Setting up a cluster

An application can be considered heavy from the point of view the resources consumption when there is a high consumption of:

  • CPU - when there are many concurrent user connections or when there are many batches to execute at the same time or batches particularly complex and heavy

  • memory - when there are SQL queries which fetch a lot of data, maintained in memory or when there are many concurrent user connections and consequently, a lot of memory consumed by user sessions

  • bandwidth - when there are many concurrent user connections

The first step in order to optimize the resource consumption is to analyze what has been developed:

  • are there SQL queries which read more than a hundred records? a paginated reading should be always preferred or a reading using a cursor returning one record a time

  • are there many batches in execution? a queue based management should be always preferred in order to execute batches and the number of queues must be limited and predictable (not depending on data on the database or on data inputs) and never greater than a few dozens

  • are there an unlimited number of API invocations from external systems? this should be always avoided, by setting each web service with an upper limit on the number of invocations per second

Once you have carefully tuned your application with regards to what reported above, the only dimensions still out of control should be the number of end users using your system.
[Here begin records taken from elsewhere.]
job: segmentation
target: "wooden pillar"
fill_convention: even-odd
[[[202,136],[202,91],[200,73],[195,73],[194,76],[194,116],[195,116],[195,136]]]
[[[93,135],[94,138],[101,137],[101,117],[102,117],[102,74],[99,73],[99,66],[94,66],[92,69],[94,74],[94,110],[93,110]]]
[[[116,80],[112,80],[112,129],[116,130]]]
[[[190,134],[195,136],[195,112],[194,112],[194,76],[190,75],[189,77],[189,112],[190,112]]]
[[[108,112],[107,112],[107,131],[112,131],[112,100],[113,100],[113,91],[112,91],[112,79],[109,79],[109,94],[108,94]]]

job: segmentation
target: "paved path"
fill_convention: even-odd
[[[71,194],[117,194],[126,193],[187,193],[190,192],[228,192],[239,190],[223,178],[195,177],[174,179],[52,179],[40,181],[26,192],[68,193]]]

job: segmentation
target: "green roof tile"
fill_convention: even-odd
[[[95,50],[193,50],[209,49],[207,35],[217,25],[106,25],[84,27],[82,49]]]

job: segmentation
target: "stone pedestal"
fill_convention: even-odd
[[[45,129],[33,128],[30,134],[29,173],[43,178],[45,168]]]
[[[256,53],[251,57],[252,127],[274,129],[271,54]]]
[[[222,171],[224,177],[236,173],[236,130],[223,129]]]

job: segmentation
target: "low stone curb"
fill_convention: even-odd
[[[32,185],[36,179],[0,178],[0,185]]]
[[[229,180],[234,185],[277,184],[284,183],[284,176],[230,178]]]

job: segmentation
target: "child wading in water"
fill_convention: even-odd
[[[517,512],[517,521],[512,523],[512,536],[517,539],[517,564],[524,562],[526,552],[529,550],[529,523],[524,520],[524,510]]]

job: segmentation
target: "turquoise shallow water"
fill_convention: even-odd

Starting from this perspective, a cluster can be introduced, in order to manage peaks on the use of your application.

Application functionalities can be divided into two categories:

  1. online functionalities, i.e. the ones used by end users, through a UI

  2. batch functionalities, not directly managed by end users, rather than by scheduled processed and/or batches managed by queues

Google Cloud Platform can help managing a cluster, composed of a set of VMs (i.e. GCE instances), each belonging to a specific instance group.

The Google Load balancer can then distribute incoming HTTP(s) requests to specific VMs, in order to manage online functionalities.

In the next sections alternative solutions are reported, according to the complexity of the application and resource consumption.

A cluster composed of exactly two nodes: online and batch

The cheapest solution is:

  • Load balancer

    • VM1 - manages online functionalities; this VM has a fixed IP

    • VM2 - manages batch functionalities (scheduled processed and queues); this VM has a fixed IP

This represents the cheapest solution; anyway, it contains two bottlenecks: the VMs are fixed; if they collapse for some reason, the corresponding functionalities are not available any more.

Consequently, this solution is good for non multi-tenancy environments (e.g. one customer ad hoc installation), where the resource consumption is predictable and reasonably under control.

In order to set the configurations reported above, you have to configure Platform through the AppDesigner; in the global properties, set the following properties:

  • SCHEDULER - Fix the main node used by scheduled processes

  • QUEUES - Fix the main node used by process queues

Do not activate the "Cluster" check-box in the Platform installation; that is to say, the WEB-INF/web.xml file should have the tag cluster set to false:

                <init-param>
                        <param-name>cluster</param-name>
                        <param-value>false</param-value>
                </init-param>

A cluster composed of a fixed batch node and at least one node for the online

A better solution is the one where there is an instance group of the online nodes, whereas the batch node is out of this instance group, i.e. it is managed entirely by a fixed node.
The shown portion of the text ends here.